(Invited) Electrophoretic Deposition of Energy Storage Metal Oxides

Abstract

Electrodeposition is an attractive tool for synthesizing energy storage materials - such as transition metal oxides (TMOs) - for batteries and capacitors. A key advantage of electrodeposition is that the material of interest is synthesized directly on a metal or carbon current collector promoting an intimate, low resistance contact between the deposited material and the current collector. But electrodeposition methods have limited reach if a soluble form of the metal ion does not exist. LixNb2O5 is one technologically important TMO that falls into this category. The electrophoretic deposition (EPD) process we have developed produces nanoporous, phase pure T-Nb2O5 films 38 nm to 144 nm in thickness. These films exhibit unusually high specific capacities, Csp (units: mAh/g). For example, films of 60 nm thickness produce Csp = 420 mAh/g at 5 A/g and 220 mAh/g at 50 A/g which is to be compared with a theoretical Faradaic capacity of 202 mAh/g. T-Nb2O5 films also produce impressive energy and power with specific energy from 770 - 486 Wh/kg, and specific power in the range from 9-90 kW/kg. It is important to add here that the accuracy of all of these mass-normalized metrics is insured by directly measuring the mass of these films using quartz crystal microbalance (QCM) gravimetry. Our investigation of T-Nb2O5 is still in its early stages, but the exceptional performance seen for these EPD T-Nb2O5 films is very encouraging. Our hypothesis is that EPD provides a general method for the synthesis of energy storage materials with signicant advantages relative to competing methods, including the ability to impart a controllable porosity and the ability to facilitate the enhancement of mechanical and electrical properties via compositing.

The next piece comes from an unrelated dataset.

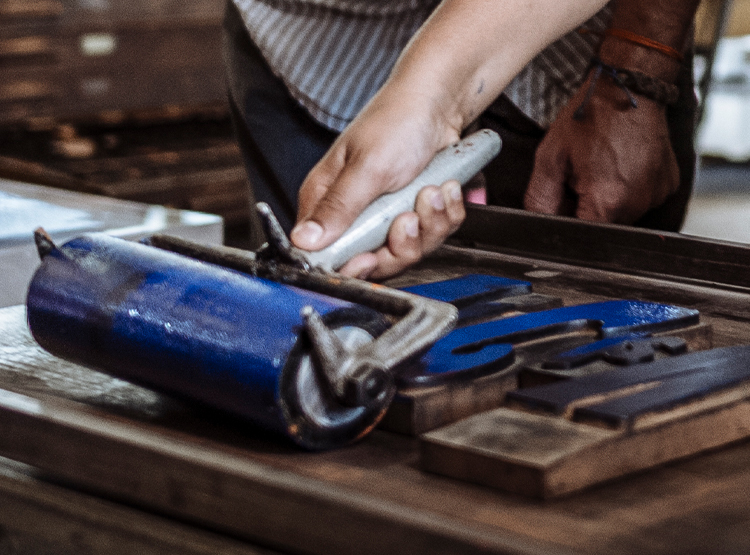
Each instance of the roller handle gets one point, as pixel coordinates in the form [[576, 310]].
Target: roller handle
[[459, 161]]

In this presentation, I will discuss this EPD process and our recent investigations of the mechanisms of degradation operating in the T-Nb2O5 films prepared using this process. Gold@T-Nb2O5 core@shall nanowires can also be obtained by EPD and the properties of these systems for electrical energy storage will be compared with those of T-Nb2O5 films. Finally, the lithiation/potential-dependent electrical conductivity of solid (non core-shell) T-Nb2O5 nanowires prepared by has been measured for the first time, in-situ. These data, showing variations in electrical conductivity by three orders of magnitude with lithiation state, will also be discussed.